Tan agitada y diversificada vida privada no le impidió estar en películas de Ernst Lubitsch (Angel, 1937), Tay Garnett (Siete pecadores, 1940), William Dieterle (Kismet, 1944), Billy Wilder (Berlín-Occidente, 1948, y Testigo de cargo, 1957), Alfred Hitchcock (Desesperación, 1950), Fritz Lang (Rancho Notorius, 1952), y por supuesto Orson Welles (Sed de mal, 1958). Incluso en 1978, al borde de los 80, cuando ya había dejado de hacer el show con el vestido de gasa color carne bordado de pequeñas piedras preciosas con hilos de oro, sobre el cual se ponía al saludar un fabuloso tapado de cola hecho de plumitas de cisne, Marlene se dejó convencer por David Hemmings para aparecer brevemente en Just a Gigoló, sombrero de ala ancha y velo sobre el rostro, entonándole a un juvenil David Bowie la canción del título. También participó desde el audio en un raro doc de Maximilian Schell, Marlene, donde sólo se escucha a la diva y lo que dice no es demasiado interesante, porque se le nota el cuidado por preservar su imagen. Cosa que también ocurre en Marlene D, la autobiografía de 1984, seguramente dictada a un escriba fantasma y luego revisada por ella, donde hace buena letra y se muestra decepcionantemente modosa. Resulta más divertida una publicación menos pretenciosa, El ABC de Marlene, donde tira definiciones de este tenor. Arrugas: “En la cara de los hombres, signo de carácter; en la de las mujeres, de edad”. Amor: “El criterio del amante es: ‘Quiero que seas muy feliz, pero sólo conmigo’”.

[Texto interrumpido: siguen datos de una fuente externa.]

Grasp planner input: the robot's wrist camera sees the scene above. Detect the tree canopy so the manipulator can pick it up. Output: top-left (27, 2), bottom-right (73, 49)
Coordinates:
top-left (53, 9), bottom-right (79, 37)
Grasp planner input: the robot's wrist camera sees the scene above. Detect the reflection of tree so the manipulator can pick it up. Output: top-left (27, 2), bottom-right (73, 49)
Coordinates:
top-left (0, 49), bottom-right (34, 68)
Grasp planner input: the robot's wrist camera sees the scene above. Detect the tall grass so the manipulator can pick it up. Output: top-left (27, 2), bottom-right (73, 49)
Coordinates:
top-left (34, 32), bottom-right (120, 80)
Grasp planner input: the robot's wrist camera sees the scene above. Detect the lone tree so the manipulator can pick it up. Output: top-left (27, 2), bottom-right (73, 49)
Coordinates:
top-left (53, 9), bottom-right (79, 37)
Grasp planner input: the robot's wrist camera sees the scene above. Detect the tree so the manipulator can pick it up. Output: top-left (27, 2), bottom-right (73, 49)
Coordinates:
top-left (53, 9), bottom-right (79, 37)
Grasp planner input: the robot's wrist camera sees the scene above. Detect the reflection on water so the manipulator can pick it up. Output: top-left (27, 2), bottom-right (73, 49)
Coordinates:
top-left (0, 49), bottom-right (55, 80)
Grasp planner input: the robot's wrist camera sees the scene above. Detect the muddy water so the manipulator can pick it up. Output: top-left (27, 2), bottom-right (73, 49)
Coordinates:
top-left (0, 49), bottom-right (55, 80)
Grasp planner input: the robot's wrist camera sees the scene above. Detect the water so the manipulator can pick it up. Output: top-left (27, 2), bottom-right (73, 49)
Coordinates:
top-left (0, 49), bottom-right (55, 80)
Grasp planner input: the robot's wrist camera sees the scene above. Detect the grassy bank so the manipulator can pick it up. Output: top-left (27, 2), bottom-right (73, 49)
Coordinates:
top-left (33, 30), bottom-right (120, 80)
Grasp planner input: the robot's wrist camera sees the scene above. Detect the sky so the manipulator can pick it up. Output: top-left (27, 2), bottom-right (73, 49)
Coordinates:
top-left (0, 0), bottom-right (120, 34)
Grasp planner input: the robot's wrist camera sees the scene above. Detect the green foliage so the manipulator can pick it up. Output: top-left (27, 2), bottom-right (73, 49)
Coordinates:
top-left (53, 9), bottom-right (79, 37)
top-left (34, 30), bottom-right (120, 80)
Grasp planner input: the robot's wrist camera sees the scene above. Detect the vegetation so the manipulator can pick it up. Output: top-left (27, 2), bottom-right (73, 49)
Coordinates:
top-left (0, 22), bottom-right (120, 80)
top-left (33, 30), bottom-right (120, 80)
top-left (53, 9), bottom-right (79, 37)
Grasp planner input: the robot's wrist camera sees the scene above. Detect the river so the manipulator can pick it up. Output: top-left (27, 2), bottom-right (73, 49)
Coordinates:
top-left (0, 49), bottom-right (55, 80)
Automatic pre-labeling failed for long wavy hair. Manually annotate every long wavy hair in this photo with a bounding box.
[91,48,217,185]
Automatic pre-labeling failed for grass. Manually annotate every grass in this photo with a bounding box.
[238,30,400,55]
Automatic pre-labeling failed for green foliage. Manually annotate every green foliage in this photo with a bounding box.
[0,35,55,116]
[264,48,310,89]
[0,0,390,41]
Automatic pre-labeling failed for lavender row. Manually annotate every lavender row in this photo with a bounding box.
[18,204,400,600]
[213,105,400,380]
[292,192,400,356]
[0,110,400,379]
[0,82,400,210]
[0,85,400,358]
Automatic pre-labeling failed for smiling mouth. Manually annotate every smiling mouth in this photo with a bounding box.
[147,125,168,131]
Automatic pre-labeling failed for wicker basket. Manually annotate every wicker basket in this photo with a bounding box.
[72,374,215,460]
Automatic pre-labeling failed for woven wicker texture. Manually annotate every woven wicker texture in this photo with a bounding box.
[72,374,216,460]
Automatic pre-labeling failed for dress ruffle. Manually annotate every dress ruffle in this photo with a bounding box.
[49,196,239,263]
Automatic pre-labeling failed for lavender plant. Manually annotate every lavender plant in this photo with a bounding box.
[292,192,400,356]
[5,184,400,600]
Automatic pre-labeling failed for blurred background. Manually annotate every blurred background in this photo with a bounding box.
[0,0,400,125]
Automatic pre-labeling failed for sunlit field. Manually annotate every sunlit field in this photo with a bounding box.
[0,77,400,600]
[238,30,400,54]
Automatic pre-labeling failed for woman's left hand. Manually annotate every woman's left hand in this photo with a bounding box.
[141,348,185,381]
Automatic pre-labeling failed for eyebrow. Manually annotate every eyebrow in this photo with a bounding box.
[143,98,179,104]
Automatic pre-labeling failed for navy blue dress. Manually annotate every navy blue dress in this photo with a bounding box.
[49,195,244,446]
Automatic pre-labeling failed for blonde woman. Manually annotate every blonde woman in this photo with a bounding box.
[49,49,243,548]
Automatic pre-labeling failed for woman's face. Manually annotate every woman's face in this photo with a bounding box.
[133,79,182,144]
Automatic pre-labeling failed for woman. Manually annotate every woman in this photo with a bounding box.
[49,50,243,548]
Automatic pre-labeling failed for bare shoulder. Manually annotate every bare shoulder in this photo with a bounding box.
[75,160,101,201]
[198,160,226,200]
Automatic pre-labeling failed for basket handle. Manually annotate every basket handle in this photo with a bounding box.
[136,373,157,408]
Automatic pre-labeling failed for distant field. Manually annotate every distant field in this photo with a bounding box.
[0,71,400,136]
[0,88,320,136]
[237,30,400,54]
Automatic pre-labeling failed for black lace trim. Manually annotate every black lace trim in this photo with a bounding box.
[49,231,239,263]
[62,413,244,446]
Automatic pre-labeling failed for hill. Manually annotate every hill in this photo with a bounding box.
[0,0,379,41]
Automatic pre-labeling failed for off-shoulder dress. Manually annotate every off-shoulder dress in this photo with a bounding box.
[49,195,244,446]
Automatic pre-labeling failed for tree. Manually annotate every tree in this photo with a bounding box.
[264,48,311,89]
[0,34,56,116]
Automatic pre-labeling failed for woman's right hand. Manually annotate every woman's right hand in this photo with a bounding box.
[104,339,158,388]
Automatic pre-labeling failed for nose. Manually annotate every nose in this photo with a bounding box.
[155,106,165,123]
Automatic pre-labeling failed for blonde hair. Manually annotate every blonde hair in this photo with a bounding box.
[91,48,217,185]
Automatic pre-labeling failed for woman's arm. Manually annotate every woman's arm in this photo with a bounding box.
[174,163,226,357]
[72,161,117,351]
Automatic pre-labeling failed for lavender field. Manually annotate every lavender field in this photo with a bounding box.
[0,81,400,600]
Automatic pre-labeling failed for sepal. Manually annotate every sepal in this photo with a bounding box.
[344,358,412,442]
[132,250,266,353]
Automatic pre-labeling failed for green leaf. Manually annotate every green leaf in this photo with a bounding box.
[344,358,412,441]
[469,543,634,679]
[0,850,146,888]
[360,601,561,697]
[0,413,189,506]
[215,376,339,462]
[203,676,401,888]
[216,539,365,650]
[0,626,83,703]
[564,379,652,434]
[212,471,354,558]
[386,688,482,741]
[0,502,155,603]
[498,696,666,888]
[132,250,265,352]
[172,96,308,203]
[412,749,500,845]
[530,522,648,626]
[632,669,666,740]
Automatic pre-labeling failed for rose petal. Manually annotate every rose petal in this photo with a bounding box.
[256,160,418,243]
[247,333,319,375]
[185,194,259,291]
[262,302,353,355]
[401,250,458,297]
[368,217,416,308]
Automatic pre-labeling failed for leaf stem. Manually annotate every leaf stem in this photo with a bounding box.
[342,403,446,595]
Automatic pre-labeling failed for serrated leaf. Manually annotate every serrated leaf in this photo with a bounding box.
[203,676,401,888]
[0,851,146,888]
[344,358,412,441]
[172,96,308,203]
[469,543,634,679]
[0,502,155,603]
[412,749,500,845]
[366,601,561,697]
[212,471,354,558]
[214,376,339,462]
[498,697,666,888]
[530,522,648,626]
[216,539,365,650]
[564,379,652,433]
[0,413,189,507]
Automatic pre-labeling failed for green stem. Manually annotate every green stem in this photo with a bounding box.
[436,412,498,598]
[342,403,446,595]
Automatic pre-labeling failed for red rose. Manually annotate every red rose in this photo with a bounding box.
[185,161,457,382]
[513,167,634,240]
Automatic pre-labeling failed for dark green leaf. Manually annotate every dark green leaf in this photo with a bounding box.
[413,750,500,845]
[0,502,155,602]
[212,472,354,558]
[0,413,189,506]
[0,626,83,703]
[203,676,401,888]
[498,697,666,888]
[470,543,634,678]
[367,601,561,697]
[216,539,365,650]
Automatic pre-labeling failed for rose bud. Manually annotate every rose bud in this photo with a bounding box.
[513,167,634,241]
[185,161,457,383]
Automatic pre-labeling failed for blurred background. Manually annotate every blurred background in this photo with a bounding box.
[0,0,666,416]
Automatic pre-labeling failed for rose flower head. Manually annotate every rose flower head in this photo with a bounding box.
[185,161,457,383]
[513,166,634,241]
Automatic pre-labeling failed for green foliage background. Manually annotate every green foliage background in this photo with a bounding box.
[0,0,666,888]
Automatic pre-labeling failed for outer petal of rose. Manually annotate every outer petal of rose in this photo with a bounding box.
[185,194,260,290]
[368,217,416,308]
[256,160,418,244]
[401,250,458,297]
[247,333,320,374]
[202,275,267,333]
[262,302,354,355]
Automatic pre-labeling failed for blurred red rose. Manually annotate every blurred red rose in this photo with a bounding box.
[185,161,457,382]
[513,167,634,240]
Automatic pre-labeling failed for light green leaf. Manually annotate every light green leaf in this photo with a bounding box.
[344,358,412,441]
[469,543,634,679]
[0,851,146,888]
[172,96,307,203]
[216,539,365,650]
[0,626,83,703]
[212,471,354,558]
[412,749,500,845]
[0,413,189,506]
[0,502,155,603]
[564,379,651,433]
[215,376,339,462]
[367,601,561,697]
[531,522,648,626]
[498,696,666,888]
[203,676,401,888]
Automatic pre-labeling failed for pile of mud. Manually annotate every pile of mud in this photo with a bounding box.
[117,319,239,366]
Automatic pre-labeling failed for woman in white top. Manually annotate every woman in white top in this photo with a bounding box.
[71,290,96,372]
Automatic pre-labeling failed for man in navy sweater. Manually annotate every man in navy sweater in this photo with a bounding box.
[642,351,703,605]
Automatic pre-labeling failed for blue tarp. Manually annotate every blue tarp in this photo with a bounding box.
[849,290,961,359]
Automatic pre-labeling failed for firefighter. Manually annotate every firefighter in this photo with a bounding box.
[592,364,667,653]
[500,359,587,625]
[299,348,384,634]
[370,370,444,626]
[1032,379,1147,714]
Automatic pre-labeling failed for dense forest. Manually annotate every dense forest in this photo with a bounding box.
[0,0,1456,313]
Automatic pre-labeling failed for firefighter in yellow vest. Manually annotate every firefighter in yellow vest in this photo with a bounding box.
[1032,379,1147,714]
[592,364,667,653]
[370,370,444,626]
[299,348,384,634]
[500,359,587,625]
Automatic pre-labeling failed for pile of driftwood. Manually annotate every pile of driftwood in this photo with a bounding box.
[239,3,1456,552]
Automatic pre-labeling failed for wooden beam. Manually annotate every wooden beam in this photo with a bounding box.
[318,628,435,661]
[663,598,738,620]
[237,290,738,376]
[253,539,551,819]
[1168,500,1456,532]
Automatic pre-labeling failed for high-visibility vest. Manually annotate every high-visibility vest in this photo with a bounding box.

Albahaca: “Estupenda con los fideos a la manteca”. Barato: “Nada que cueste poco puede parecer caro”. Dama: “Lo que toda madre quiere para su hija”. Hemingway: “Mi Peñón de Gibraltar personal”. Matrimonio: “Siempre llega el momento en que hasta la mujer más inteligente se escucha decir a sí misma: ‘Te he dado los mejores años de mi vida...’”.
En el ciclo Marlene & Von Sternberg por Retro se proyectarán:
Marruecos, domingo 17 a las 18.
La Venus rubia, lunes 18 a las 22 y domingo 24 a las 18.
Fatalidad, lunes 18 a las 23.55 y martes 26 a las 3.30.
El Expreso de Shanghai, lunes 25 a las 22.
Capricho imperial, martes 26 a las 23.45.